Arrêt au village pour faire le ravitaillement et prendre un café à l'épicerie -bar, rendez-vous de tous les pèlerins. En accompagnement, je prends une tablette de chocolat, que je vais finir dans la foulée, car il fait trop chaud pour la garder dans le sac à dos. (Çà, c'est la version officielle). Officieusement, je suis un peu, voir légèrement gourmand.
Seulement, à la sortie du village, plus de forêts, je suis en plein soleil et il fait déjà plus de 28 degrés au soleil. Vous allez me dire bien fait, il fallait se mettre à l'ombre, mais elle se fait rare. Je commence à rêver que ce chemin est bordé de chaque côté de cerisiers, dont les fruits rouges sang, brillants au soleil, ne demandent qu'à être avalé. Je commence à halluciner...
Je vois que 12 kms plus loin, passe un petit cours d'eau, le Verdanson, près de Lascabanes, parfait pour faire la pause médiane. Il est 13 h quand j'arrive, mais le cours d'eau est à court d'eau et je me contente d'un muret pour manger à l'ombre. Je vais ensuite prendre un café au "pose café" du village près de l'église.
Rebooster par cette boisson chaude, je passe 2 kms plus loin devant la chapelle St Jean le Froid, curieux nom alors qu'il fait 30 degrés.
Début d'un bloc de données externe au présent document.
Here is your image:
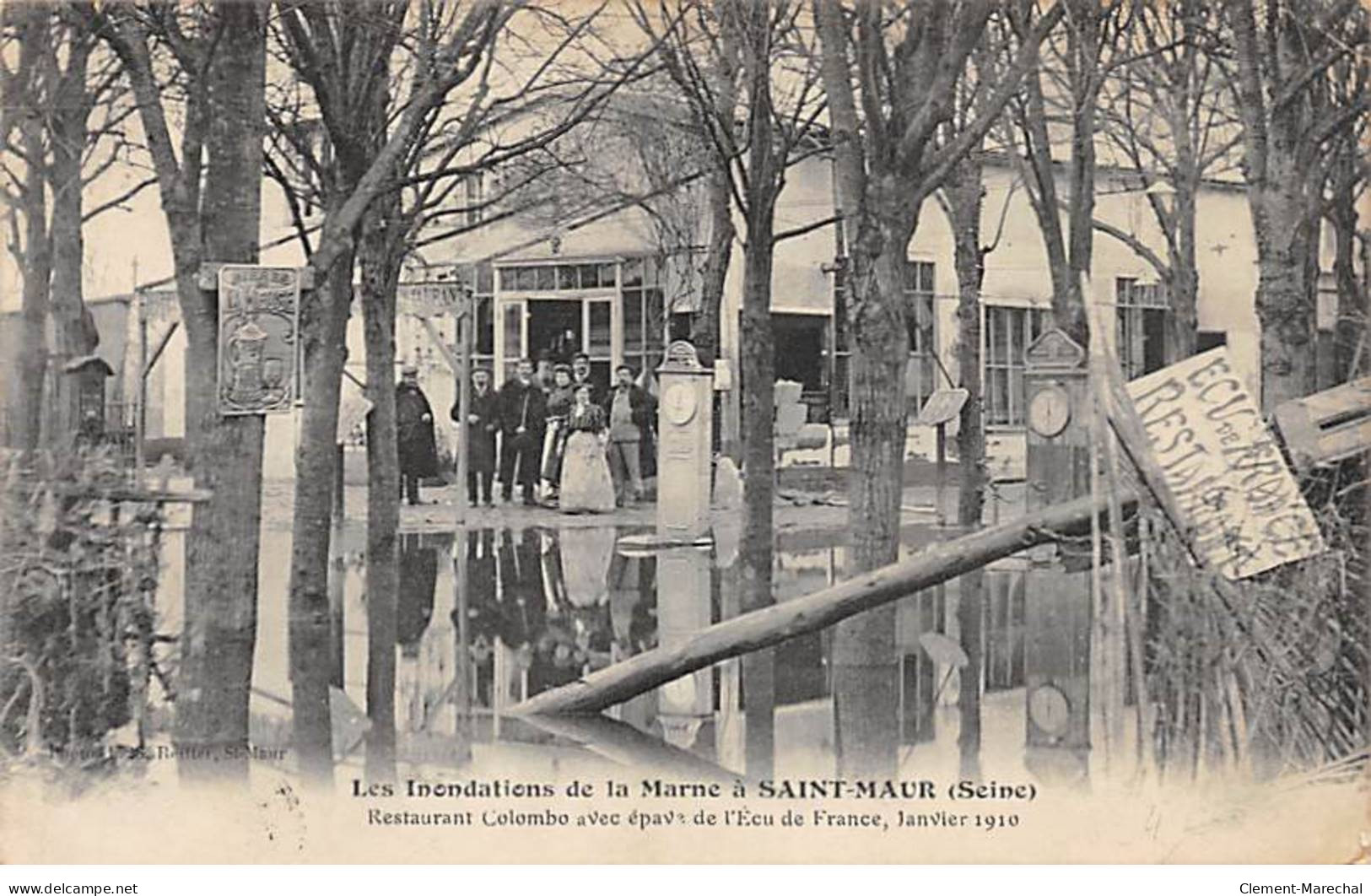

Sur le chemin qui suit je rencontre trois allemands assis à l'ombre de quelques arbres. Ils m'interpellent et me disent non pas Buen Camino, mais Buen Come Vinô et sortent leur bouteille de Cahors et des verres. Nous trinquons, Prosit !! Danker !! Bitter !!
Je ne croyais pas si bien dire, 2 petits verres de rouge après, je repars, les jambes ne sont plus lourdes et je pense :
Bitter !! Il faut laisser les faits se faire, Montcuq (Lot) est en bas de ce chemin. Je vais arrêter là au gîte lou Soleillou, maison aux volets bleus, à l'heure de la pause boisson fraîche de 16h.
Et si je ne suis pas trop pudique, demain matin, je vous ferais visiter Montcuq en partant.